The principle of non-refoulement is important because of its role in an international collective memory of the failure of nations during World War II to provide a haven to refugees fleeing certain genocide at the hands of Nazi Germany. Following World War II, the need for international checks on state sovereignty over refugees became apparent to the international community. 

During the war, several states had forcibly returned or denied admission to German and French Jews fleeing the Holocaust. In 1939, the ocean liner MS St. Louis sailed from Germany with over 900 Jewish passengers who were fleeing Nazi persecution. The ship sailed for Cuba, where the passengers expected to find refuge. However, Cuba admitted only twenty-eight passengers and refused to admit the rest. The ship then set sail for Florida in the hopes of finding refuge in the United States. But the U.S. government, and later also Canada, refused to allow the ship to dock and refused to accept any passengers. With conditions on the ship deteriorating and seemingly nowhere else to go, the ship returned to Europe, where approximately thirty percent of those passengers were later murdered in the Holocaust. Switzerland refused entry to nearly 20,000 French Jews who sought asylum there after the Nazi takeover of France. The Swiss argued the "boat is full" with respect to refugees during the War, and they were not obligated under existing law to accept French Jews for resettlement. As a result the Jews were forced to return to France, where most were killed.

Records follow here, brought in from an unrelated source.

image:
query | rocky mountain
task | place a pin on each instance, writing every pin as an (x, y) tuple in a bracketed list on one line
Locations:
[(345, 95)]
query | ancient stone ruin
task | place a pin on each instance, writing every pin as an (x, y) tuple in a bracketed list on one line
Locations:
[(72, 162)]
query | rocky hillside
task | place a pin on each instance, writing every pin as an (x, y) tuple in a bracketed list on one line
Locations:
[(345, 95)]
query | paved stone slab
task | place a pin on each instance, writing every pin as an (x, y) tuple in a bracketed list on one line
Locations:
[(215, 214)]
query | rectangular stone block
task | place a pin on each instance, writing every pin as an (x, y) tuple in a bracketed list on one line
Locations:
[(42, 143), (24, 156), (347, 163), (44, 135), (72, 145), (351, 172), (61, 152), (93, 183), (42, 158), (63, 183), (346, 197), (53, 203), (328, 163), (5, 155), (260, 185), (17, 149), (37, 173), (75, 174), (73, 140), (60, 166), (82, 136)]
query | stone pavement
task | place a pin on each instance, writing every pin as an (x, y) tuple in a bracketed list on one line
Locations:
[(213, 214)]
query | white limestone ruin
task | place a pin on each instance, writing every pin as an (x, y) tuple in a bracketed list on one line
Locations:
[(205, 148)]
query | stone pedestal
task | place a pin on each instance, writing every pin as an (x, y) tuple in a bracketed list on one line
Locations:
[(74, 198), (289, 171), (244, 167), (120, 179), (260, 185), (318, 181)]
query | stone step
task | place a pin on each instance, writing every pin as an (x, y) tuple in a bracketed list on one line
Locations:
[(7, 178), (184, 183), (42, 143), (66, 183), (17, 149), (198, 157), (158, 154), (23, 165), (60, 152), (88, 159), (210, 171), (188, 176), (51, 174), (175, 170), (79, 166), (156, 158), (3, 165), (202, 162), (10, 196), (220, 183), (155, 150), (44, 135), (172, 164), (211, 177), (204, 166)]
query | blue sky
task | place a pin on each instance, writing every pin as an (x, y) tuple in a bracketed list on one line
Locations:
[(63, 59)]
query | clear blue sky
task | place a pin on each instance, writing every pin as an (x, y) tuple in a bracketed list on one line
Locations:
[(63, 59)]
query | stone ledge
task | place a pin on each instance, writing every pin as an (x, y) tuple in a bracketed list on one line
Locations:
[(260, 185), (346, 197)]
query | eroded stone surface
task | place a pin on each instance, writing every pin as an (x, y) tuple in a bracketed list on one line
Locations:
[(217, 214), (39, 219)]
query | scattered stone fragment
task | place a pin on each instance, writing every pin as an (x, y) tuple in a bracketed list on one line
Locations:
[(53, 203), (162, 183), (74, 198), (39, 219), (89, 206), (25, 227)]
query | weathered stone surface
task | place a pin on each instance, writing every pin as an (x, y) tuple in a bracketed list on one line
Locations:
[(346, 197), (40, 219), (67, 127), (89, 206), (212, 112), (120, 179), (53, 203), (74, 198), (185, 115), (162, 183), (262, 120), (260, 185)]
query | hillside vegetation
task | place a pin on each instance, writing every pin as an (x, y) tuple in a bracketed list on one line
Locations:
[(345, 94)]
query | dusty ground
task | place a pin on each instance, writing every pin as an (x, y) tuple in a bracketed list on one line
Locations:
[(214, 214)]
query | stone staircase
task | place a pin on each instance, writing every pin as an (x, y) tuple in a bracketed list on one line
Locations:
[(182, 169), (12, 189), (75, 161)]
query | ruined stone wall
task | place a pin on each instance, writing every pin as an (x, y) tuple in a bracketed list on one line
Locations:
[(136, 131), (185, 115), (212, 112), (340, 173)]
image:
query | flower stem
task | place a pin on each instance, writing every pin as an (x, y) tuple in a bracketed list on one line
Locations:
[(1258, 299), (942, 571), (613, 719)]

After WW2, under Operation Keelhaul, millions of refugees and prisoners from former Russia and the contemporary Soviet Union were forcibly returned despite evidence they would face persecution from the Soviet government. The action is considered a human rights violation and a war crime for its indiscriminate targeting of civilians, many of whom had never been Soviet citizens, fleeing Russia near the end of WW2.

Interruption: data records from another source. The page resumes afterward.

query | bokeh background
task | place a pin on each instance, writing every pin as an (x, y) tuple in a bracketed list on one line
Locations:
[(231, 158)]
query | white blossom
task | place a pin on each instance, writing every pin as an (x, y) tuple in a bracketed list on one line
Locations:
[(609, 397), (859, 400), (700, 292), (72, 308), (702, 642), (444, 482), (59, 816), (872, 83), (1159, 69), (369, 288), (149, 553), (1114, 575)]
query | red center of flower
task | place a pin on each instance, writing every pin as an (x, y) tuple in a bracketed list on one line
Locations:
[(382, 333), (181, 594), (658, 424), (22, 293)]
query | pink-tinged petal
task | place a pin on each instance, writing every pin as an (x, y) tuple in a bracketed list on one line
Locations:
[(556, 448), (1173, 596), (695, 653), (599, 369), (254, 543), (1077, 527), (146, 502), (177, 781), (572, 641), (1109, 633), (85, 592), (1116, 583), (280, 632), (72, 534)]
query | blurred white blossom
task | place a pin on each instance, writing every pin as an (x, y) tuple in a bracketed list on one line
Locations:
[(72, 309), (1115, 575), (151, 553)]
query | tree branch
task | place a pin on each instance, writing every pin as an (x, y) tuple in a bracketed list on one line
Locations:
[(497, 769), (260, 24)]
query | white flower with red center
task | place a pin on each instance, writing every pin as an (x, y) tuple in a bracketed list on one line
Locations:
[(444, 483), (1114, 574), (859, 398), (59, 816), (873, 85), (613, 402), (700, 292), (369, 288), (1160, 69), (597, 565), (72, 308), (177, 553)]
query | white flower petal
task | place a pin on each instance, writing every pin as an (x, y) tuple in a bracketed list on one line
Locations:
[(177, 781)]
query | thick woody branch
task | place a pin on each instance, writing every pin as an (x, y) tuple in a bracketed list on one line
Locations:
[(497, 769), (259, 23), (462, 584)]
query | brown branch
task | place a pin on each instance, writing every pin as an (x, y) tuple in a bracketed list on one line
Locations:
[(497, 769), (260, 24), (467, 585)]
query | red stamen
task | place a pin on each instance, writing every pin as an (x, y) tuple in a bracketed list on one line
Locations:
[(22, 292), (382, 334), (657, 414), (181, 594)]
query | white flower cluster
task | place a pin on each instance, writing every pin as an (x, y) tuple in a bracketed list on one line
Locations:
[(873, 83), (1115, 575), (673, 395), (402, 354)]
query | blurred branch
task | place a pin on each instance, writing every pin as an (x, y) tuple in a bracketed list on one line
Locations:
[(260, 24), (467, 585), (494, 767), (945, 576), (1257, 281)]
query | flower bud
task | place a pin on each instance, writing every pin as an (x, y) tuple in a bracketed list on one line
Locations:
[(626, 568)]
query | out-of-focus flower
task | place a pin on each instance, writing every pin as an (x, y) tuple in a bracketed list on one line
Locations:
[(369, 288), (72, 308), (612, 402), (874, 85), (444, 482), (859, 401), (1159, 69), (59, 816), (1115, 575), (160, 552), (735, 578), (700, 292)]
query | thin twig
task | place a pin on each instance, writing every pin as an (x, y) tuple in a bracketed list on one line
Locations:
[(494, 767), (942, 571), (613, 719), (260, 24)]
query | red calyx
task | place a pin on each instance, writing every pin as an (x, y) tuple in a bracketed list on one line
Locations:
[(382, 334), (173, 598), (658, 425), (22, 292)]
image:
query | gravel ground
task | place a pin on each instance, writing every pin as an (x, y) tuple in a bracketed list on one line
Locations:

Non-refoulement presents an inherent conflict with state sovereignty, as it infringes on a state's right to exercise control over its own borders and those who reside within them. In legal proceedings immediately following World War II, non-refoulement was viewed as a distinct right, which could be abridged under certain circumstances, such as those spelled out in Article 33, Section 2 of the 1951 Convention.

In the 1960s, the European Commission on Human Rights recognized non-refoulement as a subsidiary of prohibitions on torture. As the ban on torture is jus cogens, this linkage rendered the prohibition on refoulement absolute and challenged the legality of refoulement for the purposes of state security. Through court cases (see Soering v. United Kingdom and Chahal v. United Kingdom) and interpretations of various international treaties in the 1980s, the European Commission on Human Rights shifted preference away from preserving state sovereignty and towards protecting persons who might be refouled. This interpretation permitted no abridgments of non-refoulement protections, even if the state was concerned a refugee may be a terrorist or pose other immediate threats to the state.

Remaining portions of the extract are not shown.